Instruments, electronic experiments, vocal acrobatics, stylistic directions and fusions… everything is allowed. Not for the experiment’s sake, but because everything might wonderfully join together if you let the creativity flow. So every ULVER record stands for itself and can’t be compared with the old or the new. You should not actually. Every album reveals its own universe worth to be discovered with an open mind.
In this spirit Shadows Of The Sun invites you to another trip, a journey into the depths of the shadows. Shadows Of The Sun is a quiet, contemplative album, much ambient-like, ruminant, melancholic-draped and ethereally beautiful. The first listening impression might give a minimalist sound approach, but with every new run Shadows Of The Sun reveals its variety in instruments and sound collages, with songs being complex and sometimes even tricky.
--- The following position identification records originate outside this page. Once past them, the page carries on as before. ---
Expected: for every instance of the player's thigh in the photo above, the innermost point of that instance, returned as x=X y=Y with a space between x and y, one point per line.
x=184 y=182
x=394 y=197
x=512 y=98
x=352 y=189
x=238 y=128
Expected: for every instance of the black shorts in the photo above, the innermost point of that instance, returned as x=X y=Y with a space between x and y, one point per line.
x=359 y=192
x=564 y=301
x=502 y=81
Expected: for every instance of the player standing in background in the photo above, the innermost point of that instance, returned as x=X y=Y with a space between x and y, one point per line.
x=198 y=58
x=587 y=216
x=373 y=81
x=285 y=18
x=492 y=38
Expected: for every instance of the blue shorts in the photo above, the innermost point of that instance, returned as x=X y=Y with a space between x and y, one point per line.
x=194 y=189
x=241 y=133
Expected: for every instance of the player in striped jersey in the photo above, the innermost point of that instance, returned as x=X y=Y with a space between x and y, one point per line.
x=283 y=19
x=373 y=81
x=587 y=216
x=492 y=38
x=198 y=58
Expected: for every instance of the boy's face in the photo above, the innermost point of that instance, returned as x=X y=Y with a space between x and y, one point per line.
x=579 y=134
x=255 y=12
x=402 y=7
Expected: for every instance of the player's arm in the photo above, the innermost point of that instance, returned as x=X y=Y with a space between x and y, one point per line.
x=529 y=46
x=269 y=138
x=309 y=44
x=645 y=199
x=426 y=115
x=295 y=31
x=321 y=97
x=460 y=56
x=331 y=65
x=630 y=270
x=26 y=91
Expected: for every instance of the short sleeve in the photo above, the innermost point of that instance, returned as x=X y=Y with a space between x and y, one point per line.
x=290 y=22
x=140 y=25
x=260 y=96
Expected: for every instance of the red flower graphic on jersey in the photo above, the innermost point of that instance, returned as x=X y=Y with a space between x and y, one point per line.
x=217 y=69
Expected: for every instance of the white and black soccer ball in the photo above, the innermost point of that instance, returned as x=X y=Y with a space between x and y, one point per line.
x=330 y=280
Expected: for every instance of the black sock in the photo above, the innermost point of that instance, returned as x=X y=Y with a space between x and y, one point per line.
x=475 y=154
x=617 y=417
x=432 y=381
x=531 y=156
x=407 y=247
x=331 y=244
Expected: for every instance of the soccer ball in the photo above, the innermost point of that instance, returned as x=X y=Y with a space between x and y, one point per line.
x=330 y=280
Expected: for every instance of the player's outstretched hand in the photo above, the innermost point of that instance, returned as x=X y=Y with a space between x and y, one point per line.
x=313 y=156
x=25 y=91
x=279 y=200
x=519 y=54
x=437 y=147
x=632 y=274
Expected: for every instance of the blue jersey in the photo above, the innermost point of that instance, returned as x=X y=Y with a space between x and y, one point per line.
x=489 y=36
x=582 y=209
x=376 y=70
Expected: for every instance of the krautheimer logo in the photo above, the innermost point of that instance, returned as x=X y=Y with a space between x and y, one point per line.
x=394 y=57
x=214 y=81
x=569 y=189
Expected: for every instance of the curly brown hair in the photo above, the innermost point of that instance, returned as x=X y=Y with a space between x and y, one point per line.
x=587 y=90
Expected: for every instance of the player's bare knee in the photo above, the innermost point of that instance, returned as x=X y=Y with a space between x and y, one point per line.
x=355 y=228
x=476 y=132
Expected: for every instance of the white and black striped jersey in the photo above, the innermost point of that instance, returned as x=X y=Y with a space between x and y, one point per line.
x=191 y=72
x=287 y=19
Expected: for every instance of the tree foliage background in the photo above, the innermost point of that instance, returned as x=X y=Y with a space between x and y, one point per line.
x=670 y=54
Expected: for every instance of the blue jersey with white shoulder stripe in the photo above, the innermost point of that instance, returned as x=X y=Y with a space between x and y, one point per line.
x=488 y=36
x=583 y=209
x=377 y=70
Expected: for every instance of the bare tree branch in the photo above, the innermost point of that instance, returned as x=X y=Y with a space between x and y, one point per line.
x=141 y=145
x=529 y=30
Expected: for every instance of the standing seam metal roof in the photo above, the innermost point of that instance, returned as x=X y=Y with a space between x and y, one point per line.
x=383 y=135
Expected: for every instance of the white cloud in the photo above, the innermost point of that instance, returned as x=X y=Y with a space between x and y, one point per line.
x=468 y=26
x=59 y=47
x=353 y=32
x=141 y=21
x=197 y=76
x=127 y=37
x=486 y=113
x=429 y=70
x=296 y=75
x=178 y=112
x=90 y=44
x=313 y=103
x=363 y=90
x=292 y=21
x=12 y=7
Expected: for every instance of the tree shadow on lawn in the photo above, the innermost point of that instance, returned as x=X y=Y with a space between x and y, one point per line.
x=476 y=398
Although the opening track Eos runs over five minutes, it appears to the listener as a short intro, leading over to All The Love, the first highlight on this record. Here ULVER already draw on all resources, blending in a saxophone and piano they love to use, melancholic soundscapes, a catchy hookline, some disharmonies and an abrupt end, which is not, since it seamlessly leads over to Like Music, which again has a break in its middle, separating this song in two chapters: the first marks the end of All The Live, the second one works as an interlude bridging to following Virgil. This song offers many string melodies that again find an abrupt end by very distorted sounds, before the title track picks up the red thread again. To hear out the multiplicity of instruments and sounds takes its time and thus guarantees and ongoing listening pleasure, no matter of at the third or thirtieth run. I personal like the second half of Shadows Of The Sun most. It is full of darkness and melancholy as in Let The Children Go and Solitude or deadly sad piano and violin melodies as in and Funcbrae or What Happend?. Sounds like an Er-Hu violin…
Shadows Of The Sun is a wonderful album to loose yourself and to drift away in own or foreign worlds. Just abrupt song endings at some point let me nag a little bit.